Hyperosmolar therapy
3% hypertonic saline (0.1-1 mL/kg of body weight per hour) should be considered for the treatment of intracranial hypertension.
Hyperventilation
Avoidance of prophylactic severe hyperventilation to a PaCO₂ <30 mmHg may be considered in the initial 48 h after injury. If hyperventilation is used in the management of refractory intracranial hypertension, advanced neuromonitoring for evaluation of cerebral ischemia may be considered.
Temperature control
Moderate hypothermia (32-33 °C) beginning early after severe TBI for only 24-h duration should be avoided. Moderate hypothermia (32-33 °C) beginning within 8 h after severe TBI for up to 48-h duration should be considered to reduce intracranial hypertension. If hypothermia is induced for any reason, rewarming at a rate of >0.5 °C/h should be avoided.
Barbiturates
High-dose barbiturate therapy may be considered in hemodynamically stable patients with refractory intracranial hypertension despite maximal medical and surgical management.
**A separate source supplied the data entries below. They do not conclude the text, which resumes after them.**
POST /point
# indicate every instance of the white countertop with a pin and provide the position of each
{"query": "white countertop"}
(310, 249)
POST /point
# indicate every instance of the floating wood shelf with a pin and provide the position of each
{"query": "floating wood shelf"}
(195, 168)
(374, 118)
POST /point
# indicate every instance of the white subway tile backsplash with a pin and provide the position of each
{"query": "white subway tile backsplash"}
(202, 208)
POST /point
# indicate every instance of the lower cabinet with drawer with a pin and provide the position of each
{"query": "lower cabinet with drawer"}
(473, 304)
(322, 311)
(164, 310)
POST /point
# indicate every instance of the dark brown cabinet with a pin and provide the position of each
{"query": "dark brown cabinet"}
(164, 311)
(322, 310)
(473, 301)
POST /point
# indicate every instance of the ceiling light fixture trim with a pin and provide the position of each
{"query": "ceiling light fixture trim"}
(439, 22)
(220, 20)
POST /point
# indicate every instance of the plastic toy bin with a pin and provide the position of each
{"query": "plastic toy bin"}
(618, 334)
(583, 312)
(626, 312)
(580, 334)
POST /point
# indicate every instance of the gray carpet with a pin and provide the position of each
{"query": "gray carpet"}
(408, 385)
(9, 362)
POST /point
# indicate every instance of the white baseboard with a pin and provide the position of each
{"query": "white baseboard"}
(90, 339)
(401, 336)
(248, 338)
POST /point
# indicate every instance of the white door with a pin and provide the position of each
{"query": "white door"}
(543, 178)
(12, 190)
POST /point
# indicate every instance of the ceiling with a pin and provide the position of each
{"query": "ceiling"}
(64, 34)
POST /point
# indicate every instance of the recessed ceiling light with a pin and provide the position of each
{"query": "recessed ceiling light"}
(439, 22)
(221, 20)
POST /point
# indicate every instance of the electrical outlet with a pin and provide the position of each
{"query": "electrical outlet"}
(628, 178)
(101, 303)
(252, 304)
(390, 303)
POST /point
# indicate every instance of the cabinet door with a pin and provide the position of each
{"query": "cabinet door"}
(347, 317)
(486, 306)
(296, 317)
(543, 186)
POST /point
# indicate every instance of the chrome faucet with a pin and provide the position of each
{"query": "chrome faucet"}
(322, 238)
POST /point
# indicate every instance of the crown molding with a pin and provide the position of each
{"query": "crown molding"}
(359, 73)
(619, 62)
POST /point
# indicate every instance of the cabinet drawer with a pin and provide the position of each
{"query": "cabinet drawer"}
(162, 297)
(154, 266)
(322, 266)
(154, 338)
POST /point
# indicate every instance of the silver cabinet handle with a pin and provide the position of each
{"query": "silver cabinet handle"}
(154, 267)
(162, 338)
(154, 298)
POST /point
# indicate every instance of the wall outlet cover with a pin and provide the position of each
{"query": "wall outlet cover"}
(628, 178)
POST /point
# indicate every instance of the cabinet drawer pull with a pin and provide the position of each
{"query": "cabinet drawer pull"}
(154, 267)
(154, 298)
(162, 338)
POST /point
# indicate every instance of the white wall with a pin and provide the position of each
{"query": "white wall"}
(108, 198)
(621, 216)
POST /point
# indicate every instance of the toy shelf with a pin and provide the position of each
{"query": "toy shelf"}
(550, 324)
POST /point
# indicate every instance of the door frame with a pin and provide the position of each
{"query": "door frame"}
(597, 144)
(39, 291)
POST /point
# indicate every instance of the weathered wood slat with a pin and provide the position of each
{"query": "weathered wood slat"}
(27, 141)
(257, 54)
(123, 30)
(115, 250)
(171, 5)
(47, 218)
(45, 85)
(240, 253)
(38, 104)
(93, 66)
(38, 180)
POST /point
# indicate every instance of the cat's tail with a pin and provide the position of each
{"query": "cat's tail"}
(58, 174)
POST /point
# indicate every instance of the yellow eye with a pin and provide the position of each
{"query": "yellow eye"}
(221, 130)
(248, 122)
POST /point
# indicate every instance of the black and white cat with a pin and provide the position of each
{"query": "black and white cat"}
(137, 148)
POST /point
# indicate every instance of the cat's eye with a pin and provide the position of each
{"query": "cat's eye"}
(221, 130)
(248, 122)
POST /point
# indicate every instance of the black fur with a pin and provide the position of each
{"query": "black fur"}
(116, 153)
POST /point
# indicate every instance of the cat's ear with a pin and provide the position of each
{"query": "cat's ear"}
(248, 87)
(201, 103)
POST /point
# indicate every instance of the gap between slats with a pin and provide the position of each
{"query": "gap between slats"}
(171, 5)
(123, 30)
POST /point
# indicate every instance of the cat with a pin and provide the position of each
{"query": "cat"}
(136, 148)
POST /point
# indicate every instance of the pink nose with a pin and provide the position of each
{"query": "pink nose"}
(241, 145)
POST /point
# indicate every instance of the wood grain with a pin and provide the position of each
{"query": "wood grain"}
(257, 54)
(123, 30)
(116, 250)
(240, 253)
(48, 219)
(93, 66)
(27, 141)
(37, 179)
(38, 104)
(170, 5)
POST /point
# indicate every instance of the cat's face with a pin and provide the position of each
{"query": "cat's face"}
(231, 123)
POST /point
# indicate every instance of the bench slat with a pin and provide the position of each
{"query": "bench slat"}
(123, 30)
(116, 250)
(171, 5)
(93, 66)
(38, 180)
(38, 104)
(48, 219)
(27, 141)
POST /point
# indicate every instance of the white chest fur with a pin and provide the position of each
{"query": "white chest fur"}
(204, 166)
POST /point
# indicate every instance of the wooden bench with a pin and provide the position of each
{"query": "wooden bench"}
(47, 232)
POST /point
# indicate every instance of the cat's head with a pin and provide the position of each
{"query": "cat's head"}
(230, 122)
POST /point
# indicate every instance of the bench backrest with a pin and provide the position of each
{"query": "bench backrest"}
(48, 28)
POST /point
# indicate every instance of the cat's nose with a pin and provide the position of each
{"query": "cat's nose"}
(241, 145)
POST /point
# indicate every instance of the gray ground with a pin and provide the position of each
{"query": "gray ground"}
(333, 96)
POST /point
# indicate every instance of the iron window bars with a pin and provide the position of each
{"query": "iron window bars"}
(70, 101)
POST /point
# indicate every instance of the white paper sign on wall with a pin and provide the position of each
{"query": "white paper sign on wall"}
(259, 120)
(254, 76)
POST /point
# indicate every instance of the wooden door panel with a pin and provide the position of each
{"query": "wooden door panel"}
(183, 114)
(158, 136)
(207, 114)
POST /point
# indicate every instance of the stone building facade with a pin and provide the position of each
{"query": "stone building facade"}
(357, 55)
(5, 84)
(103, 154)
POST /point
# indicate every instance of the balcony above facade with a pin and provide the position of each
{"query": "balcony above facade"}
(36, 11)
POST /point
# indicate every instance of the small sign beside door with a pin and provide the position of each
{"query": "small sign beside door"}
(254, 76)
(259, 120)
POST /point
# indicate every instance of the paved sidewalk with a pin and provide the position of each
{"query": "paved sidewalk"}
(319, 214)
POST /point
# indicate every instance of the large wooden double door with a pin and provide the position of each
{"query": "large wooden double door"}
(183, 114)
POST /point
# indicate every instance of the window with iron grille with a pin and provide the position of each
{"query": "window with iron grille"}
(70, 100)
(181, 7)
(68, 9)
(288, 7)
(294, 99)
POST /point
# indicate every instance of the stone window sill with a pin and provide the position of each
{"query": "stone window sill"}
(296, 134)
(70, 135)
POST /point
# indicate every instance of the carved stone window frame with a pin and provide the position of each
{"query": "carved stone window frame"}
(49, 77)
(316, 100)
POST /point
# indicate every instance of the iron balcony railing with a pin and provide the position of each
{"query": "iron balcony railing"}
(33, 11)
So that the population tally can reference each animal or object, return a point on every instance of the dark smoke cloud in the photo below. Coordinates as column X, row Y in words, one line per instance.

When high-dose barbiturate therapy is used to treat refractory intracranial hypertension, continuous arterial blood pressure monitoring and cardiovascular support to maintain adequate cerebral perfusion pressure are required.
Corticosteroids
The use of corticosteroids is not recommended to improve outcome or reduce ICP for children with severe TBI.
Anesthetic drugs
Etomidate may be considered to control severe intracranial hypertension; however, the risks resulting from adrenal suppression must be considered. Thiopental may be considered to control intracranial hypertension. As stated by the FDA, a continuous infusion of propofol for either sedation or the management of refractory intracranial hypertension in infants and children with severe TBI is not recommended.
Antiseizure drugs
Prophylactic use of antiseizure therapy is not recommended for children with severe TBI for preventing late post-traumatic seizures. Prophylactic antiseizure therapy may be considered as a treatment option to prevent early post-traumatic seizures in young pediatric patients and infants at high risk of seizures after head injury.
Nutrition
Evidence does not support the use of immune-modulating diet to improve outcome.
  • Consider ICP monitoring in infants and children with severe TBI and treating when ICP exceeds 20-25 mmHg.